Figure 10 shows an observation of convective condition (case 8). As seen, the original SNR reveals the convective structures roughly, but the imaged powers show three convective cells more clearly around the times of the beginning, 1100 UT, and the end of the observations, respectively. However, only the middle one was recorded completely. Also plotted are vertical velocities, indicated by short-vertical line segments with black and red colors. It is interesting to see that stronger radar echoes appeared on the edges of the convective cells. This is not surprising because of the extremely different characteristics between the air parcels inside and outside the convective cells, which causes severe variations in refractive index around the boundaries of the convective cells. Moreover, the vertical wind field combined with the imaged powers provides us a clearer observation of the atmospheric motion. For example, we can see large updrafts (∼0.5 m/s maximum) in the middle of the convective cell appearing around the time of 1100 UT, and observe downdrafts just on both sides of the updrafts. It should be mentioned that this case was carried out for other purposes with the receivers aligned in zonal, so the complete horizontal wind is not available.

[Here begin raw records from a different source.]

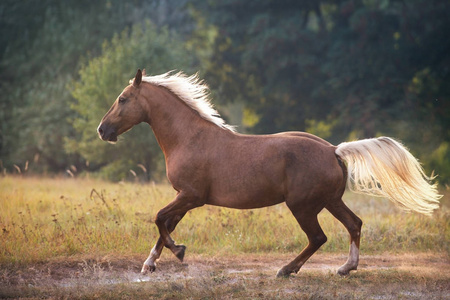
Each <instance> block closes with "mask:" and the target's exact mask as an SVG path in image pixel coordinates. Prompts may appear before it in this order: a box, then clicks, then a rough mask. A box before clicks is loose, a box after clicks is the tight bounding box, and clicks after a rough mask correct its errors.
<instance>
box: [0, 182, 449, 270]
mask: <svg viewBox="0 0 450 300" xmlns="http://www.w3.org/2000/svg"><path fill="white" fill-rule="evenodd" d="M0 191H1V195H2V196H1V198H0V205H1V208H2V209H1V211H0V230H1V233H0V237H1V242H2V246H1V247H0V265H14V264H21V263H29V262H40V261H45V260H47V259H48V258H52V257H59V256H70V255H77V254H78V255H79V254H99V255H104V254H114V255H133V254H147V253H148V251H149V249H150V248H151V247H152V245H153V243H154V242H156V239H157V236H158V232H157V228H156V226H155V225H154V224H153V220H154V218H155V216H156V213H157V211H158V210H159V209H161V208H162V207H163V206H165V205H166V204H167V203H169V202H170V201H171V200H172V199H173V197H174V196H175V192H174V191H173V190H172V188H171V187H170V186H168V185H155V184H148V185H141V184H132V183H123V184H113V183H108V182H103V181H96V180H88V179H49V178H43V179H42V178H22V177H3V178H1V180H0ZM344 199H348V200H347V201H346V202H347V203H348V205H349V207H350V208H352V210H353V211H355V213H356V214H358V215H359V216H360V217H361V219H362V220H363V222H364V225H363V232H362V245H361V250H362V253H366V254H370V253H379V252H382V251H386V250H388V251H390V252H393V253H397V252H424V251H433V252H440V253H447V254H448V253H449V243H448V241H449V240H450V218H449V217H448V216H449V210H448V206H447V204H448V203H449V199H448V197H447V196H446V197H445V198H444V199H443V200H442V204H443V208H441V209H440V210H439V211H437V212H435V214H434V216H433V217H431V218H430V217H426V216H422V215H418V214H406V213H403V212H402V211H399V210H398V209H397V208H396V207H394V206H393V205H392V204H391V203H390V202H388V201H387V200H385V199H379V198H370V197H363V196H360V195H355V194H347V195H346V196H345V198H344ZM319 220H320V223H321V224H322V227H323V229H324V232H325V233H326V234H327V236H328V238H329V239H328V242H327V243H326V244H325V245H324V246H323V247H322V249H321V250H322V251H325V252H340V253H342V252H346V251H347V249H348V233H347V232H346V230H345V229H344V227H343V226H342V225H341V224H340V223H339V222H338V221H337V220H336V219H334V218H333V217H332V216H331V214H329V213H328V212H327V211H324V212H322V213H321V214H320V216H319ZM173 236H174V238H175V239H176V240H177V241H178V242H180V243H184V244H185V245H186V246H187V247H188V252H187V255H189V253H193V254H195V253H196V254H204V255H216V254H221V253H223V254H230V253H231V254H239V253H271V252H278V253H287V252H297V251H299V250H300V249H302V248H303V247H304V246H305V245H306V243H307V239H306V236H305V234H304V233H303V232H302V231H301V230H300V228H299V226H298V224H297V223H296V221H295V219H294V218H293V217H292V215H291V213H290V212H289V211H288V209H287V208H286V206H285V205H284V204H281V205H277V206H273V207H269V208H264V209H258V210H244V211H241V210H232V209H225V208H219V207H211V206H205V207H202V208H198V209H195V210H193V211H191V212H189V213H188V214H187V215H186V217H185V218H184V219H183V220H182V222H181V223H180V225H179V226H178V227H177V229H176V230H175V232H174V234H173Z"/></svg>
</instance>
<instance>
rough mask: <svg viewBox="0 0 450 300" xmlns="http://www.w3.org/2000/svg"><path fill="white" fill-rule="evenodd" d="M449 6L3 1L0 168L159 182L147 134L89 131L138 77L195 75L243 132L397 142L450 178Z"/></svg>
mask: <svg viewBox="0 0 450 300" xmlns="http://www.w3.org/2000/svg"><path fill="white" fill-rule="evenodd" d="M449 15H450V2H449V1H446V0H408V1H397V0H349V1H344V0H342V1H341V0H320V1H306V0H304V1H300V0H290V1H289V0H282V1H280V0H259V1H238V0H229V1H220V0H208V1H202V0H131V1H122V0H97V1H90V0H89V1H87V0H64V1H60V0H36V1H32V0H29V1H16V0H3V1H1V2H0V170H1V172H3V173H31V174H45V175H52V174H66V175H67V176H69V175H71V176H86V174H89V175H90V176H99V177H102V178H106V179H108V180H113V181H119V180H130V179H131V180H135V179H139V180H142V181H147V180H155V181H159V180H162V179H163V178H164V175H165V170H164V158H163V156H162V153H161V151H160V150H159V149H158V145H157V143H156V140H155V139H154V137H153V135H152V133H151V131H150V129H149V128H148V125H146V124H141V125H138V126H136V128H134V129H133V130H132V131H130V132H129V133H126V134H124V136H123V137H122V139H121V140H119V142H118V143H117V144H116V145H110V144H108V143H105V142H102V141H100V139H98V137H97V133H96V128H97V126H98V123H99V122H100V119H101V117H102V116H103V115H104V113H105V112H106V111H107V110H108V108H109V107H110V105H111V104H112V103H113V101H114V100H115V98H116V97H117V95H118V94H119V93H120V92H121V90H122V89H123V88H124V87H125V86H126V85H127V84H128V80H129V79H130V78H132V77H133V76H134V74H135V72H136V70H137V69H138V68H146V70H147V74H152V75H156V74H161V73H164V72H167V71H169V70H182V71H184V72H185V73H187V74H192V73H195V72H197V71H198V72H199V75H200V77H201V78H203V79H205V81H206V82H207V83H208V85H209V86H210V88H211V98H212V102H213V103H214V104H215V105H216V107H217V108H218V110H219V112H221V114H222V116H223V117H224V118H225V119H226V120H227V121H228V123H230V124H232V125H237V126H238V131H239V132H242V133H256V134H261V133H275V132H279V131H288V130H301V131H308V132H311V133H313V134H316V135H318V136H320V137H322V138H325V139H327V140H329V141H330V142H332V143H335V144H338V143H340V142H344V141H347V140H354V139H362V138H368V137H374V136H379V135H387V136H391V137H395V138H397V139H399V140H401V141H403V142H404V143H405V144H406V145H407V146H408V147H409V148H410V150H411V151H412V153H413V154H414V155H415V156H416V157H418V158H419V159H420V161H421V162H422V163H423V164H424V167H425V168H426V171H427V173H428V174H431V173H432V172H433V171H434V172H435V173H436V174H438V175H439V177H438V178H437V180H438V181H439V183H440V184H442V185H445V184H449V183H450V38H449V37H450V18H448V16H449Z"/></svg>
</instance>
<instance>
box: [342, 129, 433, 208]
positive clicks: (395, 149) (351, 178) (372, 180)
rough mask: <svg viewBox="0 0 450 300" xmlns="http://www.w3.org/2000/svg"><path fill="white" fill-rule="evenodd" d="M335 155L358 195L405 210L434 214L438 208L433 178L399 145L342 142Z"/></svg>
mask: <svg viewBox="0 0 450 300" xmlns="http://www.w3.org/2000/svg"><path fill="white" fill-rule="evenodd" d="M336 154H337V155H338V156H339V157H340V158H342V159H343V160H345V161H346V163H347V169H348V179H347V185H348V187H349V188H350V190H352V191H354V192H356V193H364V194H369V195H373V196H381V197H386V198H388V199H389V200H391V201H392V202H394V203H395V204H398V205H399V206H400V207H401V208H403V209H405V210H408V211H410V210H414V211H416V212H419V213H423V214H426V215H431V214H432V212H433V210H434V209H437V208H438V207H439V199H440V198H441V197H442V196H441V195H439V194H438V191H437V184H430V183H429V182H430V181H431V180H432V179H434V177H431V178H430V177H428V176H426V175H425V173H424V171H423V169H422V166H421V165H420V163H419V162H418V161H417V159H416V158H415V157H414V156H413V155H412V154H411V153H409V151H408V150H407V149H406V148H405V147H404V146H403V145H402V144H401V143H399V142H397V141H395V140H393V139H391V138H388V137H379V138H374V139H366V140H361V141H355V142H349V143H341V144H339V145H338V146H337V149H336Z"/></svg>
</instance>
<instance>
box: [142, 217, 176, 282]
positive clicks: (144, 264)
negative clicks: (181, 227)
mask: <svg viewBox="0 0 450 300" xmlns="http://www.w3.org/2000/svg"><path fill="white" fill-rule="evenodd" d="M183 217H184V215H182V216H175V217H174V218H171V219H168V220H167V221H166V227H167V229H168V230H169V232H170V233H171V232H172V231H173V230H174V229H175V227H176V226H177V224H178V222H180V221H181V219H182V218H183ZM163 248H164V243H163V240H162V238H161V237H159V238H158V241H157V242H156V244H155V246H154V247H153V248H152V250H151V251H150V255H149V256H148V258H147V259H146V260H145V262H144V265H143V266H142V270H141V273H142V274H146V273H147V272H154V271H155V270H156V260H158V259H159V257H160V256H161V252H162V250H163Z"/></svg>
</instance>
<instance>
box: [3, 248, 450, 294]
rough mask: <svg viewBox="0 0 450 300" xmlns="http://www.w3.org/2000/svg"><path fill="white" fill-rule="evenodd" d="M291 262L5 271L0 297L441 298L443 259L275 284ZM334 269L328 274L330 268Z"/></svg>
mask: <svg viewBox="0 0 450 300" xmlns="http://www.w3.org/2000/svg"><path fill="white" fill-rule="evenodd" d="M290 256H291V255H287V254H269V255H248V254H245V255H234V256H225V257H220V258H219V257H217V258H211V257H210V258H205V257H203V256H201V255H194V257H193V258H191V259H189V260H188V261H187V262H186V263H183V264H180V263H179V262H177V261H176V260H175V259H170V258H169V259H166V260H164V261H163V262H161V264H160V270H158V271H157V272H156V273H154V274H151V275H150V276H148V277H140V276H139V275H138V268H131V267H130V266H132V265H133V264H135V263H136V258H128V259H125V260H124V259H117V258H100V259H84V260H81V261H78V262H77V261H73V260H55V261H51V262H49V263H47V264H45V265H37V266H33V267H30V268H24V269H22V270H17V271H15V272H10V273H9V274H8V275H9V281H4V280H3V281H2V282H1V283H2V285H0V286H3V288H0V297H10V298H15V297H24V298H25V297H30V298H49V297H51V298H53V299H98V298H101V299H448V297H450V288H449V286H448V282H449V280H450V263H449V261H448V259H447V257H445V255H444V256H443V255H436V254H413V255H411V254H402V255H395V256H392V255H385V254H384V255H380V256H366V255H364V256H362V257H361V264H360V268H359V270H358V271H357V272H353V273H351V275H350V276H348V277H340V276H337V275H335V272H334V271H335V268H336V267H337V266H338V265H339V263H342V261H344V260H345V256H343V255H336V254H334V255H333V254H324V253H322V254H318V255H316V256H313V258H311V260H310V261H309V262H308V263H307V264H306V265H305V267H304V269H302V270H301V272H300V273H299V274H297V275H296V276H291V277H289V278H284V279H279V278H278V279H277V278H275V271H276V269H277V268H278V267H279V266H280V265H282V264H283V263H285V262H286V261H287V260H289V258H290ZM334 266H335V267H334Z"/></svg>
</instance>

 There are two main purposes/contributions in this study: (1) validate the RIM technique implemented recently on the OSWIN VHF radar; (2) propose a simple but practical phase calibration method for the RIM processing, providing the following advantages/achievements:
 1. Reveal the likely phase bias/time delay of the echoes without difficulty so far for various pulse lengths, pulse shapes, mono and coded pulses, and receiver filter bandwidths.
 2. Can be applied to the RIM experiments with evenly and unevenly spaced frequencies.

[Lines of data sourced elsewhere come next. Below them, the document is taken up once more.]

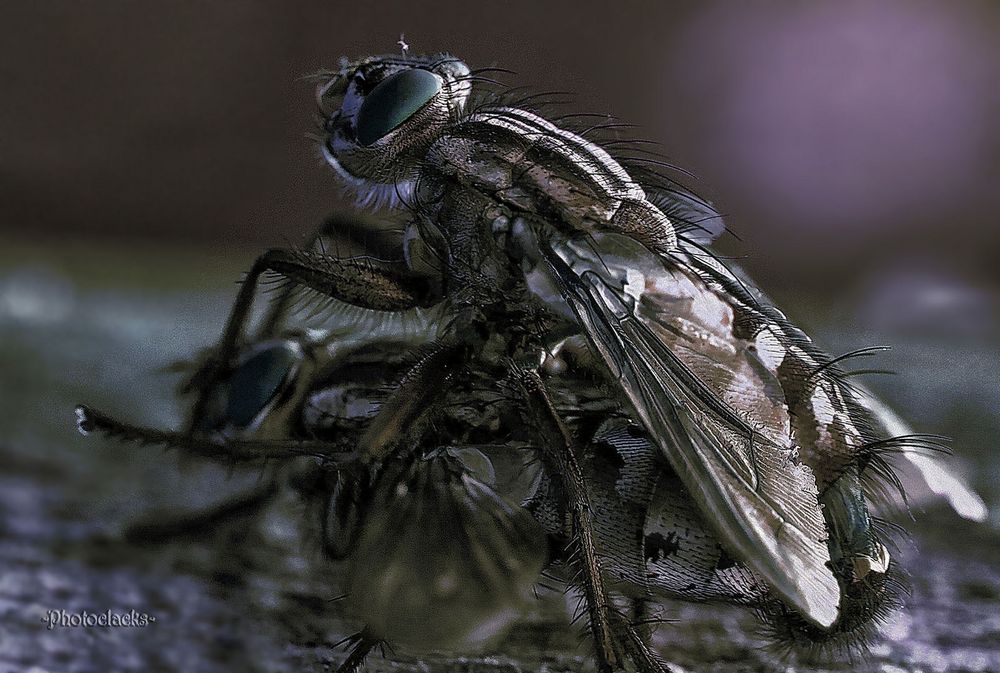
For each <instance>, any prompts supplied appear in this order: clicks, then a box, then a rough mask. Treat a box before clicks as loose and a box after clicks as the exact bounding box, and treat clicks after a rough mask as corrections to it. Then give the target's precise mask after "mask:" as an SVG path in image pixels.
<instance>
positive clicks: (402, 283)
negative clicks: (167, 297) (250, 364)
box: [182, 248, 437, 427]
mask: <svg viewBox="0 0 1000 673" xmlns="http://www.w3.org/2000/svg"><path fill="white" fill-rule="evenodd" d="M265 273H273V274H276V275H277V276H279V277H281V278H283V279H285V280H286V281H287V282H288V283H290V284H291V285H293V286H299V287H302V288H305V289H308V290H312V291H313V292H316V293H317V294H319V295H321V296H324V297H332V298H333V299H336V300H339V301H342V302H344V303H347V304H351V305H353V306H359V307H361V308H367V309H373V310H378V311H403V310H406V309H410V308H415V307H426V306H431V305H433V304H434V303H435V302H436V301H437V294H436V292H435V284H434V282H433V281H432V280H431V279H428V278H427V277H425V276H418V275H414V274H412V273H410V272H408V271H407V269H406V267H405V266H403V265H402V264H399V263H396V264H392V263H388V262H384V261H381V260H378V259H374V258H372V257H367V256H365V257H344V258H337V257H331V256H328V255H325V254H323V253H322V252H317V251H314V250H294V249H283V248H274V249H271V250H268V251H267V252H265V253H264V254H263V255H261V256H260V257H258V258H257V260H256V261H255V262H254V264H253V267H251V269H250V271H249V273H247V276H246V278H245V279H244V281H243V284H242V285H241V286H240V291H239V293H238V294H237V295H236V301H235V302H234V303H233V308H232V311H231V312H230V314H229V319H228V320H227V322H226V327H225V329H224V331H223V334H222V339H221V341H220V342H219V345H218V347H217V348H216V349H215V351H214V353H213V354H212V355H211V356H210V357H209V358H208V359H207V360H206V361H205V362H204V363H203V364H202V366H201V367H200V369H199V370H198V371H197V372H196V373H195V374H194V376H193V377H192V378H191V379H190V380H189V381H188V382H187V383H186V384H185V385H184V387H183V389H182V390H183V392H191V391H197V392H198V393H199V395H198V399H197V400H196V402H195V404H194V407H193V409H192V414H191V419H192V427H193V425H194V424H195V423H196V422H197V420H198V419H200V418H201V417H202V416H203V415H204V412H205V408H206V406H207V405H208V393H209V391H210V390H211V387H212V385H213V384H214V383H215V382H217V381H218V380H219V379H220V378H222V377H223V376H224V375H225V374H226V373H227V369H228V367H229V365H230V363H231V361H232V360H233V358H234V356H235V355H236V352H237V350H238V348H239V344H240V341H241V340H242V336H243V331H244V327H245V325H246V322H247V321H248V319H249V316H250V312H251V309H252V308H253V300H254V297H255V295H256V294H257V286H258V284H259V281H260V278H261V276H263V275H264V274H265Z"/></svg>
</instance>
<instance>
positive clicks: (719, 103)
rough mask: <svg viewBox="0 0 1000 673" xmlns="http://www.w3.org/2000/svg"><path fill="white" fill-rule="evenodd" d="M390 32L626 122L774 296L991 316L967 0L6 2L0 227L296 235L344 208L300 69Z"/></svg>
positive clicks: (86, 238) (999, 134) (997, 127)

 3. Determine the value of σz associated with the range weighting function. For practical application, σz can be adaptive to SNR in smoothing the imaged powers at gate boundaries, which is beneficial for locating the layer altitudes around gate boundaries.

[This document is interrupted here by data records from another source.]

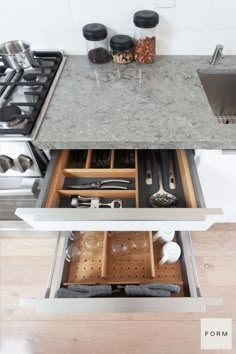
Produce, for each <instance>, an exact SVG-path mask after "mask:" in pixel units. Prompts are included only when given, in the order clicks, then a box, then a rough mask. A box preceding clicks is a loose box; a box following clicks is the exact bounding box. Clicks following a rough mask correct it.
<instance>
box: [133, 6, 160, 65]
mask: <svg viewBox="0 0 236 354" xmlns="http://www.w3.org/2000/svg"><path fill="white" fill-rule="evenodd" d="M158 23H159V15H158V13H156V12H155V11H148V10H143V11H138V12H136V13H135V14H134V24H135V34H134V37H135V51H134V58H135V60H136V61H137V62H138V63H143V64H150V63H154V61H155V55H156V26H157V25H158Z"/></svg>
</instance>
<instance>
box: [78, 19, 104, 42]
mask: <svg viewBox="0 0 236 354" xmlns="http://www.w3.org/2000/svg"><path fill="white" fill-rule="evenodd" d="M83 35H84V37H85V38H86V39H87V40H88V41H102V40H103V39H105V38H106V37H107V28H106V26H104V25H102V24H101V23H89V24H87V25H86V26H84V27H83Z"/></svg>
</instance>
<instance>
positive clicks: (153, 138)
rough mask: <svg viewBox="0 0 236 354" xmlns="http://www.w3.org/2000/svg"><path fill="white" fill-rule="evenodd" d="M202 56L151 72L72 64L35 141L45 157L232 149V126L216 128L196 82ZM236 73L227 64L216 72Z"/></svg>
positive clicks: (225, 126)
mask: <svg viewBox="0 0 236 354" xmlns="http://www.w3.org/2000/svg"><path fill="white" fill-rule="evenodd" d="M208 68H210V65H209V57H207V56H160V57H157V60H156V63H155V64H149V65H142V64H140V65H138V64H136V63H131V64H128V65H125V66H122V65H117V64H115V63H109V64H105V65H94V64H90V63H89V62H88V60H87V57H86V56H69V57H68V59H67V62H66V64H65V67H64V70H63V72H62V75H61V77H60V80H59V82H58V84H57V87H56V90H55V92H54V95H53V97H52V100H51V102H50V105H49V108H48V110H47V112H46V115H45V118H44V120H43V123H42V126H41V128H40V131H39V133H38V136H37V138H36V140H35V143H36V145H37V146H39V147H42V148H49V149H51V148H52V149H65V148H68V149H78V148H101V149H102V148H138V149H142V148H185V149H190V148H209V149H235V148H236V124H235V125H234V124H228V125H225V124H219V123H218V121H217V118H216V117H215V116H214V115H213V113H212V110H211V108H210V105H209V103H208V100H207V97H206V95H205V92H204V90H203V87H202V85H201V82H200V79H199V77H198V74H197V69H208ZM229 69H230V70H232V69H235V70H236V57H233V56H232V57H226V58H225V59H224V60H223V62H222V64H220V65H217V66H214V70H226V71H227V70H229Z"/></svg>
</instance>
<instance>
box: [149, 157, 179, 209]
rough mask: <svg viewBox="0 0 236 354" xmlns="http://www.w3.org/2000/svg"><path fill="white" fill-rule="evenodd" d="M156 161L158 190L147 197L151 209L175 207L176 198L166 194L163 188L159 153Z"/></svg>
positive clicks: (161, 169)
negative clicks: (158, 185)
mask: <svg viewBox="0 0 236 354" xmlns="http://www.w3.org/2000/svg"><path fill="white" fill-rule="evenodd" d="M156 161H157V168H158V180H159V186H160V188H159V190H158V191H157V192H156V193H154V194H152V195H151V196H150V197H149V203H150V205H151V206H152V207H153V208H174V207H175V206H176V205H177V197H176V196H175V195H174V194H171V193H168V192H166V191H165V190H164V188H163V178H162V169H161V157H160V153H158V156H157V159H156Z"/></svg>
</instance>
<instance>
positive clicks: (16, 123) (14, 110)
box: [0, 106, 27, 129]
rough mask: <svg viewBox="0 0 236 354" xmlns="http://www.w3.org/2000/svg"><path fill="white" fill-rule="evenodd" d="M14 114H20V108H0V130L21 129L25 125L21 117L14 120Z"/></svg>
mask: <svg viewBox="0 0 236 354" xmlns="http://www.w3.org/2000/svg"><path fill="white" fill-rule="evenodd" d="M15 114H22V112H21V109H20V107H18V106H5V107H2V108H0V128H5V129H10V128H13V127H14V128H15V127H22V126H24V125H25V124H26V123H27V120H26V119H24V117H23V116H22V117H17V118H15V117H14V115H15Z"/></svg>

 Two observations have been shown to demonstrate the robust performance of the RIM method used with the radar, that is, double-layer structures, and convective cells with strong radar echoes on the edges of the cells and severe change of vertical velocities in the cells. Being the first attempt of using the RIM method on the OSWIN VHF radar and focusing on the calibration purpose, however, this study has not carried out a detailed investigation into the RIM data for scientific messages. Further studies/experiments are considering. Especially, it is expected in the near future that the RIM technique, combined with coherent radar imaging (CRI) and lidar measurements, can be applied to the midlatitude mesosphere summer echoes (MSE), detected overhead by the OSWIN VHF radar, and the polar mesosphere summer echoes (PMSE), observed in the polar region. Studies of wave activities, microphysics, and dynamics of the MSE/PMSE can thus be improved with fine echo imaging (having the range resolution of several meters only) as well as from precise location of layer altitude.
 This work was supported by the National Science Council of ROC (Taiwan) under grant NSC95-2111-M-270-001-MY3. The OSWIN VHF radar is maintained by the Leibniz-Institut für Atmosphärenphysik (IAP) at Kühlungsborn, Germany. The authors would like to thank the three anonymous referees for their valuable comments/suggestions on this study.